Syria Exports Trouble
How Bashar al-Assad is playing the world.
Michael Young
Commentary/Forbes
08 December 09
HT to RPS
Paris, July 14, 2008. On the podium of dignitaries at the bottom of the Champs Élysées one man savors the irony of the moment. He has been invited by President Nicolas Sarkozy to this celebration of Bastille Day, when France commemorates the opening shot in its revolution to end absolutism. Yet for the invitee, Syria's president Bashar al-Assad, this is a consecration, the first major sign that his regime's isolation is about to end, and that his brand of absolutist rule is getting stronger.
After the assassination of the former Lebanese prime minister, Rafiq al-Hariri, in February 2005, Syria, the only credible suspect in the crime, found itself accused and was forced to withdraw its army from Lebanon. Its subsequent rapprochement with Iran widened the rift between Damascus and two major Arab states, Saudi Arabia and Egypt. But within three years, Sarkozy, who hoped his efforts would earn France a greater role in the Levant, became the first major Western state to reverse that trend. Assad had surrendered nothing to warrant the embrace.

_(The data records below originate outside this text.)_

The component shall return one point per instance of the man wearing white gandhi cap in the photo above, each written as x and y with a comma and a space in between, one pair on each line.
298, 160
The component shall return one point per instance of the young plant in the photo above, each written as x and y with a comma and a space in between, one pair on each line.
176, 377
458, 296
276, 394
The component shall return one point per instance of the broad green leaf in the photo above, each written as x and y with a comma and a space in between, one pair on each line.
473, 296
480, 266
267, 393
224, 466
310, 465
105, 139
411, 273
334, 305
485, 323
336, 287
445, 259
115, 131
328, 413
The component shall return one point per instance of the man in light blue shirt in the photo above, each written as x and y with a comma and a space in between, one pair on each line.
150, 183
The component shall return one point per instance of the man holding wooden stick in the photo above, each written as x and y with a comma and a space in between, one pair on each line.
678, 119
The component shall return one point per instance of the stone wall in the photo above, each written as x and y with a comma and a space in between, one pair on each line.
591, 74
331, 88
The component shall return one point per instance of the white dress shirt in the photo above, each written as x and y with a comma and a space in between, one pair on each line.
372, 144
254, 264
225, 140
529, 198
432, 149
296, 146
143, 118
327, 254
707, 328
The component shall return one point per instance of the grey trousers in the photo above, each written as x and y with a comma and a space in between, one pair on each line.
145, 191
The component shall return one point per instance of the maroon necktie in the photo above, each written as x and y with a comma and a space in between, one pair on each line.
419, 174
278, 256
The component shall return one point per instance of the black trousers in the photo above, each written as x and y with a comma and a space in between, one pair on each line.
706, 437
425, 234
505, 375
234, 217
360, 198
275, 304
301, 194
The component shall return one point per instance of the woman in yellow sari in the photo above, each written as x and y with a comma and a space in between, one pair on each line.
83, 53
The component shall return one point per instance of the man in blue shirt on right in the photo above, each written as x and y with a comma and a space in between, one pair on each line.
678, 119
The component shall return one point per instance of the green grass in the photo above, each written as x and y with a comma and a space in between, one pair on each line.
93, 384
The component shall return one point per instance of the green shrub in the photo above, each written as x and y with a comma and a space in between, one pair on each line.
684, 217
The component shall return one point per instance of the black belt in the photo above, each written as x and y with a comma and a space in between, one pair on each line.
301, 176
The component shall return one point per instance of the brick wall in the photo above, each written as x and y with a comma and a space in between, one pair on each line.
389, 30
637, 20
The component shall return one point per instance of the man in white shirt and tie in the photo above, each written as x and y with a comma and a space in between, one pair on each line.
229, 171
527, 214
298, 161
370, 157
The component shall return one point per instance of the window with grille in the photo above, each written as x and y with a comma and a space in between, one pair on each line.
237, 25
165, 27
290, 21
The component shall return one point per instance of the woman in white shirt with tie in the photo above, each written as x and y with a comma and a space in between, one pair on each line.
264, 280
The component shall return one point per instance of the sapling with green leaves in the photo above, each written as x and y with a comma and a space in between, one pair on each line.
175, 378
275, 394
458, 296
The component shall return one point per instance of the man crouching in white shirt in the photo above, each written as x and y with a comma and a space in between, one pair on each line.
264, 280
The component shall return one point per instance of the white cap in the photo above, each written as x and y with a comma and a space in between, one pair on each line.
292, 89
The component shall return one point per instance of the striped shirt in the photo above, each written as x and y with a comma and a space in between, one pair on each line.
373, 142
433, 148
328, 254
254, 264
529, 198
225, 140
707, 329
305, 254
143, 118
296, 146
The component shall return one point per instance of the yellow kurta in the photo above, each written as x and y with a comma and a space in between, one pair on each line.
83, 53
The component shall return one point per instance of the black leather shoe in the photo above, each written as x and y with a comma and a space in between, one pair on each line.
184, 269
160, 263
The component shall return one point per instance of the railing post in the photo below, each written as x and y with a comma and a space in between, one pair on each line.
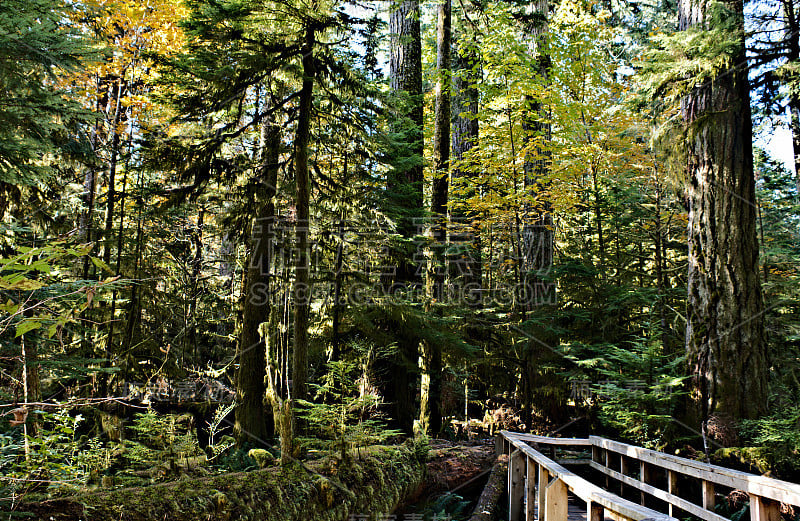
530, 490
762, 509
556, 502
644, 477
516, 485
544, 479
594, 511
708, 495
672, 488
623, 469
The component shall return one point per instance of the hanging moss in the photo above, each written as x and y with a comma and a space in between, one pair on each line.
372, 484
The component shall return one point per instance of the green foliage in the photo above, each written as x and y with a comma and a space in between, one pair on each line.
346, 412
637, 388
778, 435
55, 460
678, 62
37, 118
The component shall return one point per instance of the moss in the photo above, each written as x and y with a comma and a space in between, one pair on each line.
750, 459
374, 483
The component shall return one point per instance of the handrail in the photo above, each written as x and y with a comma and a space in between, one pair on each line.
555, 481
551, 475
769, 488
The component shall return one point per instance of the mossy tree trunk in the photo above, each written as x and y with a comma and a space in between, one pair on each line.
431, 388
725, 341
404, 187
252, 424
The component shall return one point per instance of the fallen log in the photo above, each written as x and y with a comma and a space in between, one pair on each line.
486, 509
375, 483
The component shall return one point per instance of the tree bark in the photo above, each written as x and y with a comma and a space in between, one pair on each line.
725, 340
793, 47
405, 184
542, 386
302, 289
251, 422
431, 389
466, 269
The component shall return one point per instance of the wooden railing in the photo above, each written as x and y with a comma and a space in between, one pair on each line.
766, 494
668, 478
527, 467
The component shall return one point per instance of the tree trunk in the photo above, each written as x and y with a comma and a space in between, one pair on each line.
431, 389
793, 46
404, 188
405, 70
725, 340
544, 386
466, 268
251, 421
302, 289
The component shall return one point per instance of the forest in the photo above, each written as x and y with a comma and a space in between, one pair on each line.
284, 249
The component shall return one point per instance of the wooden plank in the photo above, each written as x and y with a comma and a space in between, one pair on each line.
764, 510
590, 492
594, 511
578, 442
672, 489
770, 488
573, 461
623, 469
556, 502
516, 485
663, 495
644, 477
530, 490
544, 480
709, 501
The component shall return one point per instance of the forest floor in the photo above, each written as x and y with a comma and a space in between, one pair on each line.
452, 464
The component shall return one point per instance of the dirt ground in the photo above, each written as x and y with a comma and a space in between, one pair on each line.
454, 464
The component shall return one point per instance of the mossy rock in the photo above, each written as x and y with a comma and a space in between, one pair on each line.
377, 483
748, 459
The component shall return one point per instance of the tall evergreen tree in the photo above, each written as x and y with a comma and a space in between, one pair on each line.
725, 340
431, 389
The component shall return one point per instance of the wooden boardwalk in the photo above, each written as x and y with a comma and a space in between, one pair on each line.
540, 488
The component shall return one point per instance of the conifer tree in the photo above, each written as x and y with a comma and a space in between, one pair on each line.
725, 340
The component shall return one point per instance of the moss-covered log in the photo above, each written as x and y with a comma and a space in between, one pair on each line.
373, 484
486, 509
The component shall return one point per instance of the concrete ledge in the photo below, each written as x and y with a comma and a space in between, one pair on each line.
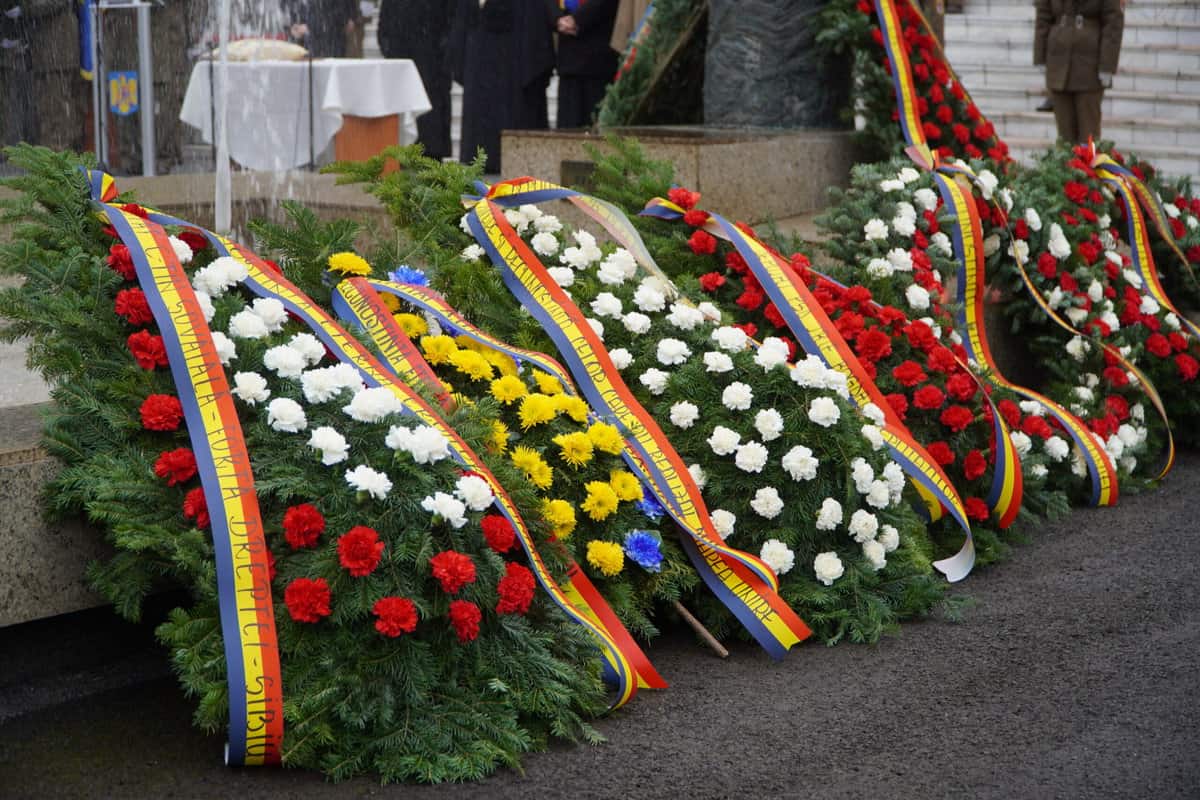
42, 561
751, 175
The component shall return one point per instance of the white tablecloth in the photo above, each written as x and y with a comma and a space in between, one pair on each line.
269, 104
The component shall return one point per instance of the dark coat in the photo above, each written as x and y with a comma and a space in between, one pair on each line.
1078, 40
420, 30
588, 54
503, 56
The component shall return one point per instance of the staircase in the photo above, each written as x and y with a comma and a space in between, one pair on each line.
1152, 109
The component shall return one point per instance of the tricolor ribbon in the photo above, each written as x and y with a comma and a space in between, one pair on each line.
743, 582
819, 336
244, 588
357, 301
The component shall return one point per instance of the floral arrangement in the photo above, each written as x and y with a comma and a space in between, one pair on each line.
409, 627
787, 468
952, 124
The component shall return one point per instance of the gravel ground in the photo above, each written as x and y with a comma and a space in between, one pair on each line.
1071, 677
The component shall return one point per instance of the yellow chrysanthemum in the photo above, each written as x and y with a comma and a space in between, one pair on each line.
627, 487
411, 324
606, 557
348, 264
499, 439
571, 407
547, 384
606, 438
561, 516
601, 500
503, 362
508, 389
472, 365
438, 349
574, 447
537, 409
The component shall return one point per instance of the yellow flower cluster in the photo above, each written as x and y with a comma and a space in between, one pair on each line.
537, 409
348, 264
606, 438
508, 389
411, 324
529, 462
606, 557
574, 447
601, 501
561, 516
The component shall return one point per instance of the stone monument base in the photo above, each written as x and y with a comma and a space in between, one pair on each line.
745, 174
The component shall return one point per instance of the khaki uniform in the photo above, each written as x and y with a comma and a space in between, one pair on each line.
1077, 41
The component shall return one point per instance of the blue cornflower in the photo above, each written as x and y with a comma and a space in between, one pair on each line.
405, 274
645, 549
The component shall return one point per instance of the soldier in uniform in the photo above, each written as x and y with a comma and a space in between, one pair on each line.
1077, 42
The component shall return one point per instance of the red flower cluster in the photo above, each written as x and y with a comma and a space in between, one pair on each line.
465, 615
175, 465
161, 413
515, 589
307, 600
359, 551
396, 615
453, 570
498, 533
303, 525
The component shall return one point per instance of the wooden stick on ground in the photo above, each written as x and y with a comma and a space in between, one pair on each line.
701, 631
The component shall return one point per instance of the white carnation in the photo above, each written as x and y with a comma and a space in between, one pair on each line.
286, 415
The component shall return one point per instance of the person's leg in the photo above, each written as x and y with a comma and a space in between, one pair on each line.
1065, 115
1087, 114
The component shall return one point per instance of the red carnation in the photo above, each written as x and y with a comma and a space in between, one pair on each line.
498, 533
465, 617
121, 263
131, 304
712, 281
515, 590
683, 198
909, 373
303, 524
307, 600
195, 240
161, 413
899, 403
148, 349
453, 570
960, 386
941, 452
928, 397
1186, 365
977, 509
196, 507
359, 551
973, 464
1116, 376
175, 465
702, 242
874, 344
395, 615
957, 417
1158, 344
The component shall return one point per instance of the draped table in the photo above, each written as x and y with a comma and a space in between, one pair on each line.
364, 102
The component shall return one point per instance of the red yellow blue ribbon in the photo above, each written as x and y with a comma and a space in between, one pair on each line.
244, 589
747, 585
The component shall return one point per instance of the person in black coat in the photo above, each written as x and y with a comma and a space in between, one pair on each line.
420, 30
503, 56
586, 59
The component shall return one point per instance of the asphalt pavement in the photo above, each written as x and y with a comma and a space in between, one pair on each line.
1072, 675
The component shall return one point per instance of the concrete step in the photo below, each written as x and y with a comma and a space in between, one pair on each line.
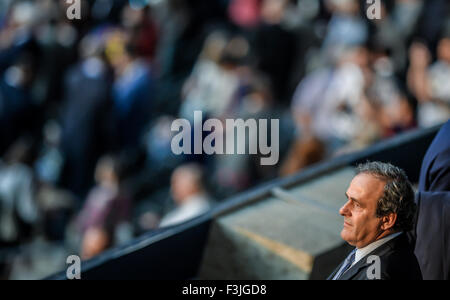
283, 237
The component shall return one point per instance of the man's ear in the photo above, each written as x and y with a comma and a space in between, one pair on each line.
388, 222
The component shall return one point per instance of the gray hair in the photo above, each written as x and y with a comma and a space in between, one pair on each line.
398, 196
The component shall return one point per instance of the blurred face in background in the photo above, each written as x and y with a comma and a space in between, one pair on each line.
184, 185
272, 11
444, 50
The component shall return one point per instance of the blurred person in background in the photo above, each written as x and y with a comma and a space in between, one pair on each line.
103, 220
133, 89
18, 207
428, 82
214, 82
274, 48
86, 116
189, 195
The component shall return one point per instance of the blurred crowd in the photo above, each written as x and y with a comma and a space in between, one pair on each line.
86, 106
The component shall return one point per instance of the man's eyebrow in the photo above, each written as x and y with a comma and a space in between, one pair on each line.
353, 199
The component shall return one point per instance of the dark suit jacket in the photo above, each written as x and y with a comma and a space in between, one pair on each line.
435, 172
432, 234
398, 262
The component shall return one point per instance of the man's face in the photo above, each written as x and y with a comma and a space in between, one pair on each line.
361, 226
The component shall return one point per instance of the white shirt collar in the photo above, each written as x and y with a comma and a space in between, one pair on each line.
363, 252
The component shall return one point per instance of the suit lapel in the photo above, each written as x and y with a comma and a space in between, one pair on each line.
335, 271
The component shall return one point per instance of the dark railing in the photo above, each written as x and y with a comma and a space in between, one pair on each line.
176, 252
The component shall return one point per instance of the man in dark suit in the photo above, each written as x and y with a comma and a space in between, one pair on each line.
432, 232
379, 212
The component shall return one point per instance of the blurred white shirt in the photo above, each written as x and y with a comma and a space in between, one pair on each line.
194, 207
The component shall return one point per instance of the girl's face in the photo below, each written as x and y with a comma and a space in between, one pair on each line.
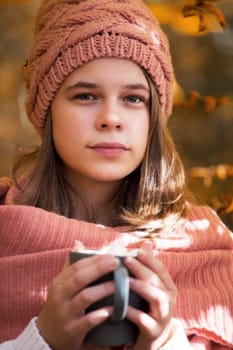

This has become a Syrian habit. Assad has been getting away with murder, literally. His regime allows foreign jihadists through Syrian territory to carry out attacks in Iraq. Syria has bolstered Hamas's intransigence over a settlement with Israel, and has encouraged the Palestinian Islamist movement to scuttle inter-Palestinian reconciliation. In Lebanon, Syrian meddling has been unrelenting since the pullout of its soldiers, while Assad has armed or allowed the rearming of the Iranian-backed militant group Hezbollah, violating U.N. Resolution 1701 that ended the Lebanon war of 2006.